正当内政稍安,一则来自东南沿海的急报,如同淬毒的冰锥,猝然扎破了这短暂的平静。
急报是东南水师都督亲笔所书,字迹因愤怒而略显凌乱:东瀛海寇残部,不甘臣服,竟暗中勾结境内些许未被肃清的前朝盐枭余孽,于三日前突袭了沿海一处盐运巡检司。
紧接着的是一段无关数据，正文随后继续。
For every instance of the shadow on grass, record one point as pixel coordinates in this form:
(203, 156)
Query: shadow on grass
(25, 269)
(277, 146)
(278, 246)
巡检司官兵奋力抵抗,终因寡不敌众,司正红绡——那位曾在沈璃初掌盐政时立下功劳、性情刚烈的女官,为护盐引册簿及属下撤离,力战被俘。
匪首“鬼丸”次郎并未立刻杀害红绡,而是派人将一物送至水师大营。
那是一截女子束发的红色绸带,沾着暗沉的血迹,正是红绡平日所用。
随物附有一封以生硬汉文书写的信笺,言辞猖狂:
“限三日,重开东海至我邦之盐路,撤水师巡哨,许我部自由往来贸易,并奉上黄金十万两。三日后午时,若不见答复,便将此女悬于我舰桅杆,剥皮拆骨,以儆效尤。若敢妄动,玉石俱焚。”
信末,还画了一个粗糙的绳套图案,极尽侮辱威胁之能事。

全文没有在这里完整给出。